Artificial Intelligence (AI) has recently been widely employed to accelerate biomedical research. AI was used in many applications, such as image detection, data classification, image segmentation, using deep learning approaches(Liu et al. 2019; Toğaçar et al. 2020). People infected with COVID-19 may suffer from pneumonia as the virus spreads to the lungs. Numerous profound learning studies have detected the disease using a chest X-ray imaging approach(Bougias et al. 2019; Jaiswal et al. 2019).
The remainder of this paper is organized as follows: Section 2 discusses the related works on COVID-19 classification.

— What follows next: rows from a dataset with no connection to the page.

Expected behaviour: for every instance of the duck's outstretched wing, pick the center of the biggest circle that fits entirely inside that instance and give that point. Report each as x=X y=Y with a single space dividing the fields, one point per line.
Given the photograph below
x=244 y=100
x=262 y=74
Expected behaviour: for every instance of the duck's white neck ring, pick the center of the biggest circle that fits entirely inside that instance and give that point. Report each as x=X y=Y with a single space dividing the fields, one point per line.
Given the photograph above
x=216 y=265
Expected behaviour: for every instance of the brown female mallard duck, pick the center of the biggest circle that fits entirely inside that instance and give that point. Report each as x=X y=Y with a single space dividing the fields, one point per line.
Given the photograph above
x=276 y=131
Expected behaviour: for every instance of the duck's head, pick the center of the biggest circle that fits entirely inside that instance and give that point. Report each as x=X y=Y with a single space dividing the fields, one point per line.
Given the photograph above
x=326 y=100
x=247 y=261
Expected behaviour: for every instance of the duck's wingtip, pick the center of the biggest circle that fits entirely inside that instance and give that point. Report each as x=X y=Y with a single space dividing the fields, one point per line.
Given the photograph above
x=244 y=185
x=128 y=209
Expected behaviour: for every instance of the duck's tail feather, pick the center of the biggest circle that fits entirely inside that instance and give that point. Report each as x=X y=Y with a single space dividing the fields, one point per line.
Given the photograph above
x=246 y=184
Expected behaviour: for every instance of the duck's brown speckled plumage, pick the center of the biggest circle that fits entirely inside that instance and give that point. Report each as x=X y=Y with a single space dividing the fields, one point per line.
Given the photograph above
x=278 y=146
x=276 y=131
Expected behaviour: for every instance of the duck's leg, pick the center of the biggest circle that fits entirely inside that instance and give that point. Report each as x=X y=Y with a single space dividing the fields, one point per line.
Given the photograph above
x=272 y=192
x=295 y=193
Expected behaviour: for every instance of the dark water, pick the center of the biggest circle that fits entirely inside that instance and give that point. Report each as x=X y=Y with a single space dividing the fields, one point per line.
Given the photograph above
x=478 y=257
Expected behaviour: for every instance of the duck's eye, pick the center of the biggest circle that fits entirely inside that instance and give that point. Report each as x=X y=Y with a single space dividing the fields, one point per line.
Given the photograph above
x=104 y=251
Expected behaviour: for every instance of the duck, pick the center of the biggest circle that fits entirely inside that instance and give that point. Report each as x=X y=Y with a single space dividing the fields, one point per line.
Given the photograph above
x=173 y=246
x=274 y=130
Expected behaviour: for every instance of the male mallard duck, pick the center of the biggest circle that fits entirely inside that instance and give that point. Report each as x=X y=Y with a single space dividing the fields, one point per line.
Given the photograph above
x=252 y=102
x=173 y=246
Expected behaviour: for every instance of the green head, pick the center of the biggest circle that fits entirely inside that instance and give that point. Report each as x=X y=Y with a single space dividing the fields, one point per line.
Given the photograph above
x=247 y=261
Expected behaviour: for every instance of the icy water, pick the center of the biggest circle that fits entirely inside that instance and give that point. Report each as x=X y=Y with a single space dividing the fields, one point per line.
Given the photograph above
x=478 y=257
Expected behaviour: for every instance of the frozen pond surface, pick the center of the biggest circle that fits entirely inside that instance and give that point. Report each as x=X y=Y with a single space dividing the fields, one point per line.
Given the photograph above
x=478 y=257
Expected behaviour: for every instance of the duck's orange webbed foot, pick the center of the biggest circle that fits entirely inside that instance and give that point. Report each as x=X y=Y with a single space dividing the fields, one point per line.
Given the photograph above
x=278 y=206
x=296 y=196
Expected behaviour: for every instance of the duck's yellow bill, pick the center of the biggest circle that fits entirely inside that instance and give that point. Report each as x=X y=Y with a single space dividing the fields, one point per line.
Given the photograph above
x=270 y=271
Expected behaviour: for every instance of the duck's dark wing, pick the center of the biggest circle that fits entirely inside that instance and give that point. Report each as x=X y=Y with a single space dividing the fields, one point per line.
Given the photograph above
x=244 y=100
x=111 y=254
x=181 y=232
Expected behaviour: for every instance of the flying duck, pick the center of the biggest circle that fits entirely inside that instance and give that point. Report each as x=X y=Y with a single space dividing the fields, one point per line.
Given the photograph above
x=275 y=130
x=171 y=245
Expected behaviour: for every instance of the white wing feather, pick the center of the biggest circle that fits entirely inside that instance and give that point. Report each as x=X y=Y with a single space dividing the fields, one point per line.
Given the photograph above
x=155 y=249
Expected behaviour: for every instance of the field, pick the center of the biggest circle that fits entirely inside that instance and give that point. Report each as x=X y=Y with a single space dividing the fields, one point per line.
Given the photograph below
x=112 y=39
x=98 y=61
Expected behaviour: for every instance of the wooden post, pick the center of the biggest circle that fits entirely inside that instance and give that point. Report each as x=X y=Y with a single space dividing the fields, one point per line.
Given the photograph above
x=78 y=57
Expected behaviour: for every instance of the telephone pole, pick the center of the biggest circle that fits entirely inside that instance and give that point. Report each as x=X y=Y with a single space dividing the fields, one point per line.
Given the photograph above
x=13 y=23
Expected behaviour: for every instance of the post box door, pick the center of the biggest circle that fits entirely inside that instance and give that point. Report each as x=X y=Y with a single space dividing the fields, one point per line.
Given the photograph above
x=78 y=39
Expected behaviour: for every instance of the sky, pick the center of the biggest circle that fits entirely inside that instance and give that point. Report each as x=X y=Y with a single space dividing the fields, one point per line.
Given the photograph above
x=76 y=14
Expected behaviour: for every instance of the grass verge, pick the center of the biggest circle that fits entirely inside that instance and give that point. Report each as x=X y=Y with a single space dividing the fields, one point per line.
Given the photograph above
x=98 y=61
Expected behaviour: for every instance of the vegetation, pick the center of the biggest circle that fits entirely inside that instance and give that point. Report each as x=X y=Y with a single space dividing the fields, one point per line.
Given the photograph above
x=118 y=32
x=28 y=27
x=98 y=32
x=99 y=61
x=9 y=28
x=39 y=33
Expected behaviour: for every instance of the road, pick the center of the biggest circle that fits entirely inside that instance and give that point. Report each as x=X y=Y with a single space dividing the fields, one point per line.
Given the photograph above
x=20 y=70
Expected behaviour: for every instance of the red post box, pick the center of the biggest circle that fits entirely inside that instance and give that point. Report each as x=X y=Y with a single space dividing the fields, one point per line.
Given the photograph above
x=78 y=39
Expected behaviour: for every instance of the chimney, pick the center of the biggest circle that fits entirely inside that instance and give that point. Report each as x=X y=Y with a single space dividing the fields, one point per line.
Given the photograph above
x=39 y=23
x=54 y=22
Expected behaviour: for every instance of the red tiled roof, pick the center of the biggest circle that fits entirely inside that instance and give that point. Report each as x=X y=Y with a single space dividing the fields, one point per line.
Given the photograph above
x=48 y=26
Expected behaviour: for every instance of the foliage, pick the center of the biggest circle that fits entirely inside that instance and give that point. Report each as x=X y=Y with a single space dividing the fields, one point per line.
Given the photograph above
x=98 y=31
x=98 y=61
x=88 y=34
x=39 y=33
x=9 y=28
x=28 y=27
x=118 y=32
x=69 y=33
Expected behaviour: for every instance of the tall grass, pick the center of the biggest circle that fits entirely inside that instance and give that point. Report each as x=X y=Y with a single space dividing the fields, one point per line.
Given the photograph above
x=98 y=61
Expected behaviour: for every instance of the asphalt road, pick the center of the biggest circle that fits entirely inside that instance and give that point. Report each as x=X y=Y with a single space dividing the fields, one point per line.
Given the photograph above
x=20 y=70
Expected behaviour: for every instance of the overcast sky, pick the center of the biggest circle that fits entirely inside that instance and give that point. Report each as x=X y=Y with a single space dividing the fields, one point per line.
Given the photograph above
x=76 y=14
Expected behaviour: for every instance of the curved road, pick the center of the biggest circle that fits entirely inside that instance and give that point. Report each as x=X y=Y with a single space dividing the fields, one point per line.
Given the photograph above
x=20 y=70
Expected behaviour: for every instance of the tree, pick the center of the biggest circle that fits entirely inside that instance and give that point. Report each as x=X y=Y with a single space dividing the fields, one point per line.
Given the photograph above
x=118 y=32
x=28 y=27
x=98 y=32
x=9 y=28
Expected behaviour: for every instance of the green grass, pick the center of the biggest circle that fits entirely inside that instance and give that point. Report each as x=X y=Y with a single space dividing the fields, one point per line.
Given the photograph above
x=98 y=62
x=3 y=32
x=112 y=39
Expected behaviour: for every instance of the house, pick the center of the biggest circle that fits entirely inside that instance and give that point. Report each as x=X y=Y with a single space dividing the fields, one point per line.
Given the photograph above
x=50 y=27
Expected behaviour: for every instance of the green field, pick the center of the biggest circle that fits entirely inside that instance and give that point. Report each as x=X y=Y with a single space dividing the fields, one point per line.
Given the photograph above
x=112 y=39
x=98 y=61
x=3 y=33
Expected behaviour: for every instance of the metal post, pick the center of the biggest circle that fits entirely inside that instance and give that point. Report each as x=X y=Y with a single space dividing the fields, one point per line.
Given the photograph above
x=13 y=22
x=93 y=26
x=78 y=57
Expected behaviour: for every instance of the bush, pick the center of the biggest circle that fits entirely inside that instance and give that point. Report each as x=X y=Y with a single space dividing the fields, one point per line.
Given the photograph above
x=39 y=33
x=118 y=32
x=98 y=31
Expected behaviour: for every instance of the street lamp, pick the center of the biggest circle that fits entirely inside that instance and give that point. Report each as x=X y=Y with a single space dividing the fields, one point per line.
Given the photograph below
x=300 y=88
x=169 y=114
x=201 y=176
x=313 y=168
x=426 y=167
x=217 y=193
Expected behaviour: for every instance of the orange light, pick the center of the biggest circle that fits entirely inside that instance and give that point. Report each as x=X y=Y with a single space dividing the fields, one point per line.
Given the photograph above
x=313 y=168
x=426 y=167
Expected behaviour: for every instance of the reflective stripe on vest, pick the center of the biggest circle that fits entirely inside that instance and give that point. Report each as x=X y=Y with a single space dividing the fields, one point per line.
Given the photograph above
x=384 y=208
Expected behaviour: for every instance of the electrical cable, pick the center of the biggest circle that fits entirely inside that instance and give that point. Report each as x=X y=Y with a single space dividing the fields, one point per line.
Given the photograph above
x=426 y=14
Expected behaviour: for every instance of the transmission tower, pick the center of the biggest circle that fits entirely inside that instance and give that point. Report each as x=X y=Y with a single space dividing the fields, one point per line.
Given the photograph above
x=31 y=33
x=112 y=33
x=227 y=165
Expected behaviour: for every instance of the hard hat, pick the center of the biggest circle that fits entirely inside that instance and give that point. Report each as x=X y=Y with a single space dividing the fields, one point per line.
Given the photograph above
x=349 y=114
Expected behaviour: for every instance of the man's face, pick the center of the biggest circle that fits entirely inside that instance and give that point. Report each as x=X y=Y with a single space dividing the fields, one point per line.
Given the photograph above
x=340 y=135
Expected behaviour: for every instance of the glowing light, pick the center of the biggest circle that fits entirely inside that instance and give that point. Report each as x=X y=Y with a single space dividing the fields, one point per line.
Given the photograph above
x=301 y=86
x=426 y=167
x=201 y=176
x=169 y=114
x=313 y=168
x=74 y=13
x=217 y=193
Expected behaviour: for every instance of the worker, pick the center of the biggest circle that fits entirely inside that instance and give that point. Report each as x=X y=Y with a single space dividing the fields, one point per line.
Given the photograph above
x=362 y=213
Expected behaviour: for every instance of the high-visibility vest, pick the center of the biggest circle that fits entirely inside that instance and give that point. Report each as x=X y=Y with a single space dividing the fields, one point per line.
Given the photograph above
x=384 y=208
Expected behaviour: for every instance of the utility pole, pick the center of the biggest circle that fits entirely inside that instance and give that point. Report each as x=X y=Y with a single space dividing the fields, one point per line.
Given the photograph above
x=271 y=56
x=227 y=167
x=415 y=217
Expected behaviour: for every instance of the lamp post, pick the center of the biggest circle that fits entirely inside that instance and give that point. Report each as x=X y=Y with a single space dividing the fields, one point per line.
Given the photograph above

Section 3 describes our Methodology used in this study. The quantitive results and discussion is presented in Section 4. Section 5 presents the conclusion of this study.
Related Work
Research COVID-19 classification literature has numerous methods with different datasets used in some study. Furthermore, many attempts are proposed some ready network with some changes in some cases to enhance the performance of the classification. Myriad works on COVID-19 classification are available, and we will briefly discuss the most relevant works. The American College of Radiology (ACR) advised against the use of CTs and X-rays as a first-line diagnostic or screen tool for COVID-19 diagnosis(the American College of Radiology 2020, March 22). Where they indicated that the images could only show signs of infection that may be due to other factors.
However, there have been plenty of studies where artificial intelligence was applied to test COVID-19 based on chest X-ray images(Afshar et al. 2020; Apostolopoulos & Mpesiana 2020; Farooq & Hafeez 2020; Hemdan et al. 2020; Khan et al. 2020; Li & Zhu 2020; Narin et al. 2020; Ozturk et al. 2020; Sethy & Behera 2020; Toraman et al. 2020; Ucar & Korkmaz 2020; Wang & Wong 2020).
Sethy and Behera(Sethy & Behera 2020) extracted the deep feature of nine convolutional neural network (CNN) pre-trained model and fed to SVM classifier individually. To choose the best classification model, statistical analysis was carried out. Their model achieved 95.38% of accuracy.
In(Narin et al. 2020) the authors experimented with three different CNN models (ResNet50, InceptionV3, and Inception-ResNetV2), and ResNet50 achieved the best accuracy of 98% for 2-class classification. Since they did not include pneumonia cases in their experiment, it is unknown how well their model would distinguish between COVID-19 and other pneumonia cases. In(Apostolopoulos & Mpesiana 2020) 224 approved COVID-19, 700 pneumonias, and 504 normal radiology images are used. They achieved a 98.75% performance for the 2-class and 93.48% performance for the 3-class problem.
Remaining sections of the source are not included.